The arrangement looks only strange if you look at it the way you do. Assume (even that isn't perfectly true) that the CGA card as the sender keeps the voltage at the RED, GREEN and BLUE constant at 0V and "5V" (will be more like 4V on TTL logic). The signal from the BLUE output will go to the BLUE input, and you are right that there will be some effect from the BLUE output visible at the GREEN output. The effect will not spread past the GREEN output, though, because the CGA card will actively keep the GREEN output at a constant level, whether it gets "low" or "high" feedback from the BLUE output.
An easier way to look at the circuit is thus to just look at the VGA monitor inputs, and see how they are driven: The "blue" input is driven to the average of the GREEN and BLUE outputs. The GREEN input is driven to the average of the GREEN and RED outputs, and the RED input is driven to by the RED output only. The will create false colors, but this is intended by the OP, because the genuine CGA colors don't look that great, and a lot of people are tired of the genuine CGA colors, so this adapter gives CGA graphics a yet unknown (and thus fresh) look.
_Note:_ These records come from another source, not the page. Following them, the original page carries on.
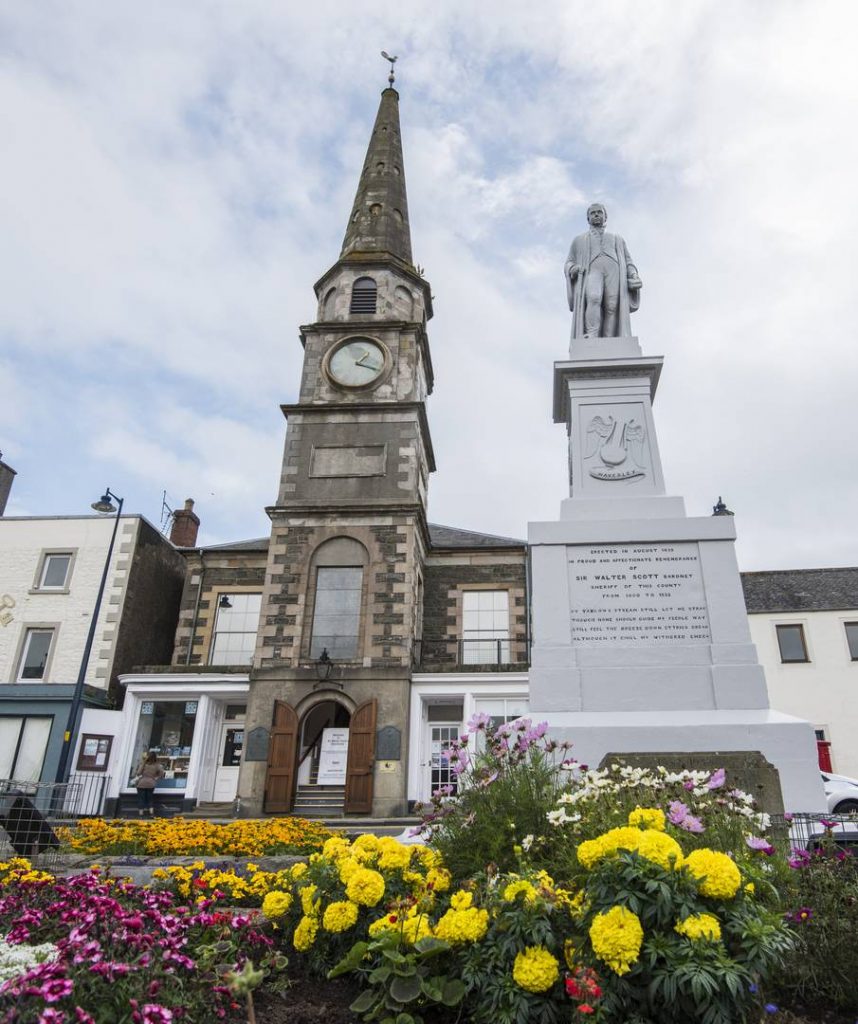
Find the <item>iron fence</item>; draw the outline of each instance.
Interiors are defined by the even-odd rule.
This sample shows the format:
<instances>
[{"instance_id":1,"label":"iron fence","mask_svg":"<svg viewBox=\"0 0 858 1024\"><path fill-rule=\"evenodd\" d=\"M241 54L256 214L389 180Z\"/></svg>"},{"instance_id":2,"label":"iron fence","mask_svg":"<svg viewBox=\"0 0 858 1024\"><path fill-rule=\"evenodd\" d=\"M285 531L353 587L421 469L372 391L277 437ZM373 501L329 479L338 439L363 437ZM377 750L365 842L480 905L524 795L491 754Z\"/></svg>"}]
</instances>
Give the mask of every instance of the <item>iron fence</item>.
<instances>
[{"instance_id":1,"label":"iron fence","mask_svg":"<svg viewBox=\"0 0 858 1024\"><path fill-rule=\"evenodd\" d=\"M772 817L772 834L793 851L832 845L858 856L858 814L784 814Z\"/></svg>"},{"instance_id":2,"label":"iron fence","mask_svg":"<svg viewBox=\"0 0 858 1024\"><path fill-rule=\"evenodd\" d=\"M76 772L68 782L0 779L0 857L51 866L60 851L56 826L100 815L109 782L103 772Z\"/></svg>"}]
</instances>

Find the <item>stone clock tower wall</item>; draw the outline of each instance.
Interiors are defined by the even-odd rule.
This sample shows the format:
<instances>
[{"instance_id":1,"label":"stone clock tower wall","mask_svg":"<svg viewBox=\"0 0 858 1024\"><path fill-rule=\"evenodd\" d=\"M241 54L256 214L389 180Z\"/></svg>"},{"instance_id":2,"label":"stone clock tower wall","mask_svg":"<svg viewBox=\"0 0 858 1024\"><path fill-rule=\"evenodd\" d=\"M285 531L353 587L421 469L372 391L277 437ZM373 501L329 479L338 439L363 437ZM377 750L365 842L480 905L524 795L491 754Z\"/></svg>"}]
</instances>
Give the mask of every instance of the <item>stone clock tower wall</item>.
<instances>
[{"instance_id":1,"label":"stone clock tower wall","mask_svg":"<svg viewBox=\"0 0 858 1024\"><path fill-rule=\"evenodd\" d=\"M246 728L248 735L255 729L274 736L278 715L285 716L300 764L317 705L337 709L338 721L373 718L361 743L374 750L368 732L385 736L383 768L364 753L363 768L353 765L357 741L350 735L349 772L371 775L365 813L396 815L407 809L410 684L435 465L425 408L432 390L425 326L431 293L411 262L393 89L382 93L340 258L315 291L317 319L301 328L298 401L282 407L288 426L277 503L267 510L271 540ZM320 568L331 566L361 570L356 627L354 594L319 596ZM358 635L345 657L332 650L328 670L313 635L317 604L341 596L352 602ZM276 749L272 740L269 750ZM274 764L278 756L245 758L244 813L289 809L286 791L295 790L298 776L288 779L285 762L293 755ZM286 796L272 806L277 772L287 777L276 783ZM331 791L320 787L320 798Z\"/></svg>"}]
</instances>

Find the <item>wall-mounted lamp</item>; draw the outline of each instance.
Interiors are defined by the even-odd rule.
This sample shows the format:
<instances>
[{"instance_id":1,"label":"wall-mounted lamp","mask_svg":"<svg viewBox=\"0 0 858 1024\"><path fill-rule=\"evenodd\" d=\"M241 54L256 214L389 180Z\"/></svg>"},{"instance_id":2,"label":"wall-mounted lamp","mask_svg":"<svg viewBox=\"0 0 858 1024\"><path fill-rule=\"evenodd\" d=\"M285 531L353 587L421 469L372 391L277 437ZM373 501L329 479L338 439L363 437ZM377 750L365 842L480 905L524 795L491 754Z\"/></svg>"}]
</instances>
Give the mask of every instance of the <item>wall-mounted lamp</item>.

This circuit is not connecting the "intensity" output of the CGA card, which causes the distinction between "bright" and "normal" colors to disappear. This is not that much an issue in CGA graphics modes, as the 4-color graphics modes support only one kind of "normal" or "bright" colors (except for the "background" color), so you won't see mixtures between the normal and bright in graphics modes. In text modes the loss of 8 colors might be more notable - but in text mode you might not like the false colors anyway. You could modify this adapter to take care of the intensity bit by using 1K resistors instead and adding a 1K resistor from the "INTENSITY" output to each of of the "RED", "GREEN" and "BLUE" VGA monitor intput.